Dune, nogal een deceptie

Allicht waren mijn verwachtingen wat te hoog gespannen, want regisseur Denis Villeneuve had met zijn vorige film, Blade Runner 2049, een verpletterende indruk op me gemaakt, maar ik kwam behoorlijk teleurgesteld de bioscoop uit na het zien van Dune, zijn verfilming van Frank Herberts science fiction klassieker. Bordkartonnen karakters, een plot van likmevestje, tot het uiterste opgezwollen muziek en matige visuele effecten. Ik kon helemaal niks bedenken waarvan ik onder de indruk was.

Ja, ik weet dat Dune (het boek) een belangrijke inspiratiebron voor Star Wars is geweest. Maar die films zijn er nu eenmaal, en als je dan het boek verfilmt, weet je dat de vergelijking gemaakt gaat worden (in elk geval met de eerste drie Star Wars films uit de jaren zeventig). Luke Skywalkers training om de messias te worden is dieper doordacht dan die van Paul Atreides. Darth Vader is een interessantere slechterik. Er zit wat humor in. De muziek van John Williams is iconisch. En de duinen van Dune zagen we ook al op Tatooine, inclusief zandmonsters.

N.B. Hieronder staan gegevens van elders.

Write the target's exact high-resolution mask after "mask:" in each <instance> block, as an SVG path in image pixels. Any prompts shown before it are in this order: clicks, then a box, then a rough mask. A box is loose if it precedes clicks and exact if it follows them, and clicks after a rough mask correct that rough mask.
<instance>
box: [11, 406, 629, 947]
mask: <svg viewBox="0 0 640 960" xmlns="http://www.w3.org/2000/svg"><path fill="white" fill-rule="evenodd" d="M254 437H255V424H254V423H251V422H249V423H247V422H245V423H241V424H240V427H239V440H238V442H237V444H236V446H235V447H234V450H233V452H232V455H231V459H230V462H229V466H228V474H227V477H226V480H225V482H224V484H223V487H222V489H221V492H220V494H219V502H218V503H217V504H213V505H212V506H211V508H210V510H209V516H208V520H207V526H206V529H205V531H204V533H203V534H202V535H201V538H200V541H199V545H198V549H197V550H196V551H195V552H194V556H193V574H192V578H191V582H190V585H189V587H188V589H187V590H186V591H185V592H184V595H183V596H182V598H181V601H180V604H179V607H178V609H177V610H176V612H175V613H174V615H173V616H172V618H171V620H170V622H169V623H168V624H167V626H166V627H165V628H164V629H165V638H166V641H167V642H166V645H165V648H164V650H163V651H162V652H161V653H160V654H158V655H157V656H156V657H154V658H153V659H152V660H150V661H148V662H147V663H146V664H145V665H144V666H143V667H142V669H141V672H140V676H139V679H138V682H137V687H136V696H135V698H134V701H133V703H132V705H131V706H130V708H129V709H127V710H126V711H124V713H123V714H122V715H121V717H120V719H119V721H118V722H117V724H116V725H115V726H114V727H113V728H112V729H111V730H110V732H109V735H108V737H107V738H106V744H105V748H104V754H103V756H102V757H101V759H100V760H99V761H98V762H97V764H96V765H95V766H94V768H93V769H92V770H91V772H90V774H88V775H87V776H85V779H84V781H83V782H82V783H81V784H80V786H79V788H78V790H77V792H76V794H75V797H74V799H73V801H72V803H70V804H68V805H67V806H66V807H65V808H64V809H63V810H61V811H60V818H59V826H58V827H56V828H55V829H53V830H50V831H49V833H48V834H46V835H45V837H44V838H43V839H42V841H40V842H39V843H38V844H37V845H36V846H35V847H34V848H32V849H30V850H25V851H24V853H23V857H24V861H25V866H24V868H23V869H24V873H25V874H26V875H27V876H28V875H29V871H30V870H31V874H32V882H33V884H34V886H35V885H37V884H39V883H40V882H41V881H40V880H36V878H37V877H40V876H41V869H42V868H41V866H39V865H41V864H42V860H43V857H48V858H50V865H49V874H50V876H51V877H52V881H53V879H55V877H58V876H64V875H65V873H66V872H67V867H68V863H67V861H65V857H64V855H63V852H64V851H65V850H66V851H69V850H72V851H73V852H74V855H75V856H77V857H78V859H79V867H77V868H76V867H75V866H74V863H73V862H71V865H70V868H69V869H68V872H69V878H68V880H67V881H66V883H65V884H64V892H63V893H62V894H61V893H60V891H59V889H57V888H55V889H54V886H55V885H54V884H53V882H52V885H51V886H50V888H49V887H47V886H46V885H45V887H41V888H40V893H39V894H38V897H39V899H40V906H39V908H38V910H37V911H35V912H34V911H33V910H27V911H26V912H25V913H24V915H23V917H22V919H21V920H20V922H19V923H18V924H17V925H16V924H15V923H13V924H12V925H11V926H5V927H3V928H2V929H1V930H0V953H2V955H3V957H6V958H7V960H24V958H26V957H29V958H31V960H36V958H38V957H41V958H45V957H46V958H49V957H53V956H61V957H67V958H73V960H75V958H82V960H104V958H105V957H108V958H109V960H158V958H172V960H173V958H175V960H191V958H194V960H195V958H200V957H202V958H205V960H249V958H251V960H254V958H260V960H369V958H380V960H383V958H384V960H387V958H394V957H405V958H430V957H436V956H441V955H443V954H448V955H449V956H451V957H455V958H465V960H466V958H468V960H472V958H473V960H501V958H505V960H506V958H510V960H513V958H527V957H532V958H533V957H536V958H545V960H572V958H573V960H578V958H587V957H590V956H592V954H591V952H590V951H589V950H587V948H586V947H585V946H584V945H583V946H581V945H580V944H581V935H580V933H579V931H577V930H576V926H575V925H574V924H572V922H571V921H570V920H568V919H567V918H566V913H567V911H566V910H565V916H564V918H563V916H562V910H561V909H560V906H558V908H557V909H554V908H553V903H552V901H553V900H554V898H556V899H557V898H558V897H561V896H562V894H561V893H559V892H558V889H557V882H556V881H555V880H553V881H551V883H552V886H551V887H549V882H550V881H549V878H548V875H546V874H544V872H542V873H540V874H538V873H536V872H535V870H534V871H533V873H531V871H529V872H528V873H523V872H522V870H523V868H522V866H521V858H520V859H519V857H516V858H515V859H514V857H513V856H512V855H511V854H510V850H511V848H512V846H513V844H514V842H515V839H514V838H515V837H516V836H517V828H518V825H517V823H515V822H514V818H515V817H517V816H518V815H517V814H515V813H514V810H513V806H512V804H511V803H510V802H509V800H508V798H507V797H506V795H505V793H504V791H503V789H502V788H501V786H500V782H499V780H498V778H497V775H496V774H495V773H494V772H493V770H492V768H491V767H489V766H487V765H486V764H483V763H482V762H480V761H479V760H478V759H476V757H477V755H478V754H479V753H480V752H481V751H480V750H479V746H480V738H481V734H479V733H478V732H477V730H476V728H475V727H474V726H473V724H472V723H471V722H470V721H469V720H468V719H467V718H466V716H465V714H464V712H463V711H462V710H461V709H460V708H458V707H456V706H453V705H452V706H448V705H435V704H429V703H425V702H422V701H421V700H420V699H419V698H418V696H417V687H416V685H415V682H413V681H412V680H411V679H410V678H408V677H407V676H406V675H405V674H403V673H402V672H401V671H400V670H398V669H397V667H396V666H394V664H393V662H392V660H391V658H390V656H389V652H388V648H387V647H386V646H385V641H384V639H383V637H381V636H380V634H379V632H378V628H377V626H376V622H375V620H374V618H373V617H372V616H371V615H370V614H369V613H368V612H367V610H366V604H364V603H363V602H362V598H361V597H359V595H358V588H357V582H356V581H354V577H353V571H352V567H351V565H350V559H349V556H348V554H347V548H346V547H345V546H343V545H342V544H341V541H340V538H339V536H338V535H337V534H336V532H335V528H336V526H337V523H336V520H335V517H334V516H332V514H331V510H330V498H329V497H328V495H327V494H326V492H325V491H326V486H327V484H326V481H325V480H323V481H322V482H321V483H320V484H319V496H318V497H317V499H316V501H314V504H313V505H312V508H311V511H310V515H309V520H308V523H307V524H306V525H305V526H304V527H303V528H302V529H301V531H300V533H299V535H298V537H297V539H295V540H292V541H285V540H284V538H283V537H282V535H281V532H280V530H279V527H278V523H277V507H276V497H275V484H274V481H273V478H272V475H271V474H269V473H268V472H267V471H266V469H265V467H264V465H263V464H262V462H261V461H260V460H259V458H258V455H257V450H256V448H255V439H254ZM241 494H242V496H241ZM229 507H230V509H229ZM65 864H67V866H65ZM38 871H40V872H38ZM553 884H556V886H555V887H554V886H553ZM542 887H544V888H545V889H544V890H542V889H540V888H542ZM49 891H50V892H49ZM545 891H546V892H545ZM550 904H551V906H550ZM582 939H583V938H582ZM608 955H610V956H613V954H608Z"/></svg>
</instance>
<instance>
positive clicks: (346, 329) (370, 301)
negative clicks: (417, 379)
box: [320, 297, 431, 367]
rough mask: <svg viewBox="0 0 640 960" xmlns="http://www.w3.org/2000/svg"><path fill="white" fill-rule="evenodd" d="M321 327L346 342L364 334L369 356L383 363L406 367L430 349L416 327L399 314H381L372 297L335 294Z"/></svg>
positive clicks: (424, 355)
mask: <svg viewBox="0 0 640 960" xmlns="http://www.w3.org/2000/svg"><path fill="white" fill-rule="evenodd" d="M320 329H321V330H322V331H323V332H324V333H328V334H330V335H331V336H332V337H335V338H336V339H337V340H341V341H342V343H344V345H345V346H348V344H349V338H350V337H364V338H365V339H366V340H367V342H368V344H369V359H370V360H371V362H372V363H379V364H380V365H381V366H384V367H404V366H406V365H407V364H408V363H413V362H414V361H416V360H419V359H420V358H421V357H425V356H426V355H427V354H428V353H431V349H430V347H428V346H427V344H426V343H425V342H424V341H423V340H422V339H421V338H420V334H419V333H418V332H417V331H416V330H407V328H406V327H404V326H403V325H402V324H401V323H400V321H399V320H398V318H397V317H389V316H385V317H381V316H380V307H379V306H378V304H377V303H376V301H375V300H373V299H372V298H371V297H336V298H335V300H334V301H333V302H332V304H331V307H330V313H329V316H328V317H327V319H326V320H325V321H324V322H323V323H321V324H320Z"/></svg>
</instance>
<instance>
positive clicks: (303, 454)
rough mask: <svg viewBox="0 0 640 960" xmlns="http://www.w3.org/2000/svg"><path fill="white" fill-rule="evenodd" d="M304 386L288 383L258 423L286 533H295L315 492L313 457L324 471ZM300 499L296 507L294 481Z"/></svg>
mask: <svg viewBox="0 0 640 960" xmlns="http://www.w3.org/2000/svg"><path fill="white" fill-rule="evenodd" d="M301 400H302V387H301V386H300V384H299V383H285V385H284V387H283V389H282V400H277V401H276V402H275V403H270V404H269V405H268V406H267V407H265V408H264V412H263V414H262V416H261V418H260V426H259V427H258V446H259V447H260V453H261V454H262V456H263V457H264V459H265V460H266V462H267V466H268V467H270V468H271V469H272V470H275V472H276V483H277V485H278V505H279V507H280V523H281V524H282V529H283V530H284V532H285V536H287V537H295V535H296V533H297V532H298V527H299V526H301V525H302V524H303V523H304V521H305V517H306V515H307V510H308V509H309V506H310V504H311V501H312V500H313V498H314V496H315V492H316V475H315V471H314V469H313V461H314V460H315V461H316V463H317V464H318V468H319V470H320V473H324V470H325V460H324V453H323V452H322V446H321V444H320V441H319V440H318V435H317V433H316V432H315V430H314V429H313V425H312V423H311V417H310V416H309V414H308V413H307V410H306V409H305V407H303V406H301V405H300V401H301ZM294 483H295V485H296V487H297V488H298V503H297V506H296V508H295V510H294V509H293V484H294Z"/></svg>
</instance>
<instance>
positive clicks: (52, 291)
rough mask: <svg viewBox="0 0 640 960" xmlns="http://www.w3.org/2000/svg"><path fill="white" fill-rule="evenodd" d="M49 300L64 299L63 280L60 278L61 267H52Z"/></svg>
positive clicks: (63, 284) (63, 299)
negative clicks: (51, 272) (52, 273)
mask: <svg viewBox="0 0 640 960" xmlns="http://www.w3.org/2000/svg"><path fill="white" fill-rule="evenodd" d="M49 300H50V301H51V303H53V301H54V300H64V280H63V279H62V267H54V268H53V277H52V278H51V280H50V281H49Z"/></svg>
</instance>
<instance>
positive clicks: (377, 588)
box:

Nog één detailpuntje en dan stop ik met zeiken. Er wordt een hele scène uitgetrokken om uit te leggen dat Dune zo droog is dat je er een pak moet dragen om alle lichaamsvocht vast te houden. Vervolgens gaan de helden blootshoofds de woestijn in (zie foto), waarbij ze niet alleen een enorme hoeveelheid vocht uitademen, maar ook nog slangetjes in hun neus hebben die helemaal nergens naartoe gaan. Leg dan niks uit. Heel jammer allemaal, want Villeneuve liet eerder dus zien dat hij wel degelijk andermans klassieker kan nemen en daar op een intelligente, overdonderende manier op voortborduren.